Bonfiglio calls that the "good neighbor policy" and said it is good to support those men and women who protect the community.
"I think it's great the two organizations who have somewhat of the same kinds of goals were able to find that middle ground to see if something could work for both sides," said Bonfiglio. "And if we're able to give them a place to do that, which is more efficient, more effective, more cost effective, whatever it is we're able to provide, I think it benefits both parties."
"Even though it may come with some downside because of the Blackwater reputation of the Blackwater corporation," he said, "I think the benefits outweigh any of those associations. Especially since the local facility is brand new, has no association or responsibility for any of the activities that Blackwater has been involved in that are controversial and apparently, even illegal."

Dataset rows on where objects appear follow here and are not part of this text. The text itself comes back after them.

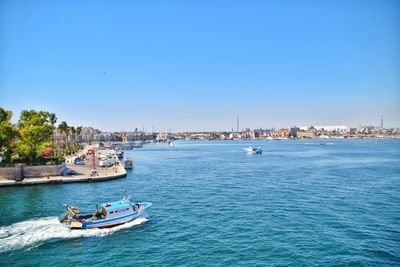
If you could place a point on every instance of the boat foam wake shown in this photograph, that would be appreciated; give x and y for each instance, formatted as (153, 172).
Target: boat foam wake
(33, 233)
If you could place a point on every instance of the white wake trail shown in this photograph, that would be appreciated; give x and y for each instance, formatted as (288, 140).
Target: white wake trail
(34, 232)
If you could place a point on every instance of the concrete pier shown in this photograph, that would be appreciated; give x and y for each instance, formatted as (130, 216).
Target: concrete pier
(82, 173)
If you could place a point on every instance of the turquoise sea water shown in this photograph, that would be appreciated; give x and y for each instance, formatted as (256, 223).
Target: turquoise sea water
(300, 203)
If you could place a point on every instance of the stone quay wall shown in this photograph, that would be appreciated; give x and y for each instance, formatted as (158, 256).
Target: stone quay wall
(20, 172)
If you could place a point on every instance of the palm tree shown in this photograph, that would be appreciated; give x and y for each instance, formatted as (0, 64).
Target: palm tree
(53, 120)
(79, 131)
(63, 129)
(73, 132)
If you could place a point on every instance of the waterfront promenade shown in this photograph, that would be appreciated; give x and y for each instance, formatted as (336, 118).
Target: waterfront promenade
(82, 173)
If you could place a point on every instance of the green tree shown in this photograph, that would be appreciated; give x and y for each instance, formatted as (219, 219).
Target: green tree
(53, 120)
(7, 134)
(34, 129)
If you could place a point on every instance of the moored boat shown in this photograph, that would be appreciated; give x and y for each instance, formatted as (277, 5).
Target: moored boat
(109, 215)
(253, 150)
(128, 163)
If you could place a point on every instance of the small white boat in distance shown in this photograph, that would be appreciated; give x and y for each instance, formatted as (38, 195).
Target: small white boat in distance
(111, 214)
(128, 163)
(253, 150)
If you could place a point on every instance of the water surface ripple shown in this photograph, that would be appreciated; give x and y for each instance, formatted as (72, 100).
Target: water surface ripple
(299, 203)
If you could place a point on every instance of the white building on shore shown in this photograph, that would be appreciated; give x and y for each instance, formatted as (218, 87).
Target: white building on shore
(327, 128)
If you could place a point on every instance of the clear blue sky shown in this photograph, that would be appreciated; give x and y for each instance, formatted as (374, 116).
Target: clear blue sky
(196, 65)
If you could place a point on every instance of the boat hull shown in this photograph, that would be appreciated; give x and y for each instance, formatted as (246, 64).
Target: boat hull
(108, 223)
(86, 223)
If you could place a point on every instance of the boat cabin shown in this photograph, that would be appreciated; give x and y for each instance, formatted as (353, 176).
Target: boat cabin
(117, 209)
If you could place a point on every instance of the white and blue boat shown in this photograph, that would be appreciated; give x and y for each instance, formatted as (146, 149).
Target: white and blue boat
(109, 215)
(253, 150)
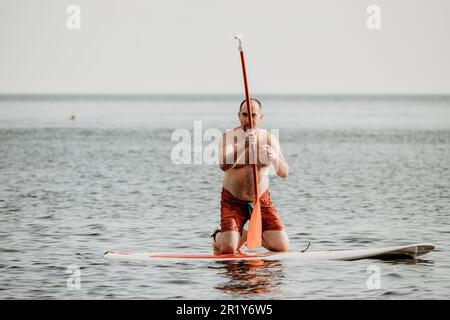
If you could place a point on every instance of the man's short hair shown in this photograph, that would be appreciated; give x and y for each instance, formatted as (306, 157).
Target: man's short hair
(254, 99)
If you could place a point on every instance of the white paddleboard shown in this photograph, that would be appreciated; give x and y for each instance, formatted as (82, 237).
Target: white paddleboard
(388, 253)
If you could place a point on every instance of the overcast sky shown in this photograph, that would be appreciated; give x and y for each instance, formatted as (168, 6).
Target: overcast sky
(187, 46)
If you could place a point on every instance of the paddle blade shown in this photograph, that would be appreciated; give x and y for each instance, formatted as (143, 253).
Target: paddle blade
(254, 234)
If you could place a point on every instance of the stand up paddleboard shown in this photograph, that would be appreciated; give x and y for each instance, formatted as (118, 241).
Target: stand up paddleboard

Lutz said he understands economy, but thought a public college that is working to educate moral, ethical citizens should not do business with an organization that trains mercenaries.
"I think it does matter that it's Blackwater," he said.
Lutz has updated the Citizens Oversight Projects Committee Web site with the latest news on SWC's agreement with Blackwater and urges the public to act. He asks for students, staff and faculty to unite at the next governing board meeting and let their voices be heard. The next meeting is scheduled for March 11 in room 214 at 7 p.m.
Aguilar said the Blackwater situation in Iraq is diminishing and that it is a separate issue from the agreement.
"This facility didn't even exist during the time that the controversial activity of Blackwater was going on," he said.
SWC's police academy is held in high regard in the law enforcement community. It offers two classes a year and currently has 52 students enrolled.
Lutz said he held out hope that the governing board would call off the agreement.
"Many times, these things get reconsidered and this is going to be one of them," he said. "This agreement between Southwestern College and Blackwater is a bad thing and we want it undone."